My theory explains why some tenants were never aware of anything
strange in the house, whilst others left immediately. The more
sensitive they were, the less would be the degree of fear necessary
to make them aware of the Force present in the house.
"The peculiar shining of all the metal objects
in the cellar, had been visible only to me. The cause, naturally
I do not know; neither do I know why I, alone, was able to see the
shining."
"The Child," I asked. "Can you
explain that part at all? Why you didn't see the Woman, and why
they didn't see the Child. Was it merely the same Force, appearing
differently to different people?"
"No," said Carnacki, "I can't explain
that. But I am quite sure that the Woman and the Child were not
only two complete and different entities; but even they were each
not in quite the same planes of existence.
"To give you a root-idea, however, it is held
in the Sigsand MS. that a child 'still-born' is 'Snatyched back bye
thee Haggs.' This is crude; but may yet contain an elemental
truth. Yet, before I make this clearer, let me tell you a thought
that has often been made. It may be that physical birth is but a
secondary process; and that prior to the possibility, the
Mother-Spirit searches for, until it finds, the small Element the
primal Ego or child's soul. It may be that a certain waywardness
would cause such to strive to evade capture by the Mother-Spirit.
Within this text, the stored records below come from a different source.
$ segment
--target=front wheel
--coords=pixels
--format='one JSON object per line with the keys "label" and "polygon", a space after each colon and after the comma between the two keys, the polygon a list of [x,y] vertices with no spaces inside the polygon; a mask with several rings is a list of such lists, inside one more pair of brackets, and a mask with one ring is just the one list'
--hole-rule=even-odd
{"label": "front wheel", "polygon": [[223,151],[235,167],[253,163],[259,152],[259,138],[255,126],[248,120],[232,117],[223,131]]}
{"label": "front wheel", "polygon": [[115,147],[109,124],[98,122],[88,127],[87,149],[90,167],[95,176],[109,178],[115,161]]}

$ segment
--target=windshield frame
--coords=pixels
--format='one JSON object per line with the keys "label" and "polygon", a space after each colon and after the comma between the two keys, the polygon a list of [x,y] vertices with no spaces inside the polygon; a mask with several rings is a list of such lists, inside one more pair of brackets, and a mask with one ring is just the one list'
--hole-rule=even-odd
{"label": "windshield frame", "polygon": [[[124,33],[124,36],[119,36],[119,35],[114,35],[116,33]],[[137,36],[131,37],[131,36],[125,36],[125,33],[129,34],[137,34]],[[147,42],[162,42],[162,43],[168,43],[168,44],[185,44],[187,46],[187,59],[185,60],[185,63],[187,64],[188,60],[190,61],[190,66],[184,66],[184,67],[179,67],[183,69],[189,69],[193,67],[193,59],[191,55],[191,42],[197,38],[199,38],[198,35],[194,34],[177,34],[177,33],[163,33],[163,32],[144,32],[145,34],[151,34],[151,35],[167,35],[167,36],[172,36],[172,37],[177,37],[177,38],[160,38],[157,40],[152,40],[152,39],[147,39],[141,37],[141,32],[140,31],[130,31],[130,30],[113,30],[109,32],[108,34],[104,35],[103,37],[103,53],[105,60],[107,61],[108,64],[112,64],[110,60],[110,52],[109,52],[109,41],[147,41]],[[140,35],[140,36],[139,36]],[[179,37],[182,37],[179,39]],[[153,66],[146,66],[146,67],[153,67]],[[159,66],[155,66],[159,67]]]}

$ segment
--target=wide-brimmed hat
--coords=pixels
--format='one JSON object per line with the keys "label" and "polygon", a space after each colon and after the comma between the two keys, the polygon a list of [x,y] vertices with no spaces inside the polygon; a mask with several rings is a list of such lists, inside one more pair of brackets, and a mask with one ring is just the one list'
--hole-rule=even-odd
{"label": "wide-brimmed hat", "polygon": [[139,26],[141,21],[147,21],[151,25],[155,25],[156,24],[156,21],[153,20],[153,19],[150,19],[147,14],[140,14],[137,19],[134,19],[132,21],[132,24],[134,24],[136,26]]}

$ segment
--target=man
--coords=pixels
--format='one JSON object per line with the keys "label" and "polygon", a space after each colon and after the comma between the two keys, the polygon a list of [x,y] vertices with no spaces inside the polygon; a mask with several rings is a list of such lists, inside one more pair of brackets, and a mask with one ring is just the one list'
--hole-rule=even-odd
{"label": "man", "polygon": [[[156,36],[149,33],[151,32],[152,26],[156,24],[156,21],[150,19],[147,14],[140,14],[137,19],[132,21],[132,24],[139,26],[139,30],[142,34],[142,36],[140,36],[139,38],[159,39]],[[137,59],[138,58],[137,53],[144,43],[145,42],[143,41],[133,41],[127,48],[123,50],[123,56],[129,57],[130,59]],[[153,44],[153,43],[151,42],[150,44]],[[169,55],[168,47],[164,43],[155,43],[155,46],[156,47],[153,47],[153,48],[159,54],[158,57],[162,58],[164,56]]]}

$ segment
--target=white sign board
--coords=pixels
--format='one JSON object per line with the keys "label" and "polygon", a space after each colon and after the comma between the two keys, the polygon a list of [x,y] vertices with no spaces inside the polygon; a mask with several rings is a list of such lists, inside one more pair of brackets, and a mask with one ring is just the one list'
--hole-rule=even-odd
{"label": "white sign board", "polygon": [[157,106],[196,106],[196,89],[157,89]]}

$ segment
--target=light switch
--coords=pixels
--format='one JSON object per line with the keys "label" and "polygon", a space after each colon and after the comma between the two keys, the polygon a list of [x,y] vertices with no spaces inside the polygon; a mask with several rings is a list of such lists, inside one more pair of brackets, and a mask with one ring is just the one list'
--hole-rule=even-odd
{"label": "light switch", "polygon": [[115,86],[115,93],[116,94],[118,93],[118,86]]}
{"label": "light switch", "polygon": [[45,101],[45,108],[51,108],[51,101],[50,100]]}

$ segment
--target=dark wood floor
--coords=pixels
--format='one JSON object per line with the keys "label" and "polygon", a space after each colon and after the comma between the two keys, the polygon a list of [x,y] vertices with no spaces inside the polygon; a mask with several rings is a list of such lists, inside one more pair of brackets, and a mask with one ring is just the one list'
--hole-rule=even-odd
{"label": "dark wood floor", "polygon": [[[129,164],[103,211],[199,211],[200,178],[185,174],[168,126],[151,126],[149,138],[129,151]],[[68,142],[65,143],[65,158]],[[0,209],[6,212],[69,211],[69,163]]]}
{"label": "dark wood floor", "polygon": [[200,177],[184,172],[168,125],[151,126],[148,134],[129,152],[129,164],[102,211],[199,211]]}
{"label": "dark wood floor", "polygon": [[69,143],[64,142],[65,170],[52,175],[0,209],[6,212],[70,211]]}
It may have been such a thing as this, that I saw. I have always
tried to think so; but it is impossible to ignore the sense of
repulsion that I felt when the unseen Woman went past me. This
repulsion carries forward the idea suggested in the Sigsand MS.,
that a still-born child is thus, because its ego or spirit has been
snatched back by the 'Hags.' In other words, by certain of the
Monstrosities of the Outer Circle. The thought is inconceivably
terrible, and probably the more so because it is so fragmentary.
It leaves us with the conception of a child's soul adrift half-way
between two lives, and running through Eternity from Something
incredible and inconceivable (because not understood) to our
senses.
"The thing is beyond further discussion; for it
is futile to attempt to discuss a thing, to any purpose, of which
one has a knowledge so fragmentary as this. There is one thought,
which is often mine. Perhaps there is a Mother Spirit "
"And the well?" said Arkwright. "How
did the captain get in from the other side?"
"As I said before," answered Carnacki.
"The side walls of the well did not reach to the bottom; so
that you had only to dip down into the water, and come up again on
the other side of the wall, under the cellar floor, and so climb
into the passage. Of course, the water was the same height on both
sides of the walls. Don't ask me who made the well-entrance or the
little stairway; for I don't know. The house was very old, as I
have told you; and that sort of thing was useful in the old
days."
"And the Child," I said, coming back to
the thing which chiefly interested me. "You would say that
the birth must have occurred in that house; and in this way, one
might suppose that the house to have become en rapport, if
I can use the word in that way, with the Forces that produced the
tragedy?"
"Yes," replied Carnacki. "This is,
supposing we take the suggestion of the Sigsand MS., to account for
the phenomenon."
"There may be other houses " I began.
"There are," said Carnacki; and stood up.
"Out you go," he said, genially, using the
recognised formula. And in five minutes we were on the Embankment,
going thoughtfully to our various homes.